Concrete Works of Colorado, Inc. v. City and County of Denver, Colorado
Headline: Denial lets Denver’s race-based contracting program stand, leaving the Tenth Circuit’s ruling upholding city set-asides in place and affecting competing contractors and minority firms.
Holding: The Court denied the petition for review, leaving the Tenth Circuit’s ruling that Denver demonstrated a compelling interest to use race-conscious contracting measures in place.
- Leaves Denver’s race-based contracting goals in effect for now
- Allows the city to continue disqualifying bids that fail minority participation goals
- Signals possible weakening of strict judicial scrutiny for race-conscious programs
Summary
Background
A Denver city government has used race-conscious goals in public construction contracting since the 1970s and adopted a 1990 ordinance setting yearly goals for minority and women-owned firms. A private construction contractor challenged the city’s rules, and after a trial a federal district court criticized the city’s statistical evidence and rejected the program. The Tenth Circuit reversed, finding Denver had shown a compelling interest to remedy discrimination, and the contractor sought the Supreme Court’s review.
Reasoning
The central question was whether Denver proved specific, pervasive past discrimination that would justify favoring firms identified by race. Justice Scalia, writing in dissent from the denial of review, argued the Tenth Circuit accepted only weak inferences and flawed statistics instead of the tough proof required by earlier decisions.
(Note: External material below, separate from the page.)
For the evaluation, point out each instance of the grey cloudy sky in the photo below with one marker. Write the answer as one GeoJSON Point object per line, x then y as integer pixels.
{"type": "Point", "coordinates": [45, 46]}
He said the city’s studies failed to measure which minority firms were actually qualified or to control for firm size and experience. He also criticized the appeals court for shifting burdens and for applying de novo review rather than giving deference to the trial court’s factual findings.
Real world impact
Because the Supreme Court declined to take the case, the Tenth Circuit’s decision remains in effect, so Denver’s set-aside scheme continues for now. Scalia warned that leaving this ruling unreviewed may signal a reduced willingness by courts to demand strict, specific proof before permitting race-conscious government programs. The denial did not resolve the legal standards nationwide; the question of how appeals courts should review such evidence remains unsettled.
Dissents or concurrances
Justice Scalia dissented from the Court’s refusal to hear the case and urged review to resolve a circuit split and to reaffirm strict scrutiny and the requirement that governments identify discrimination specifically.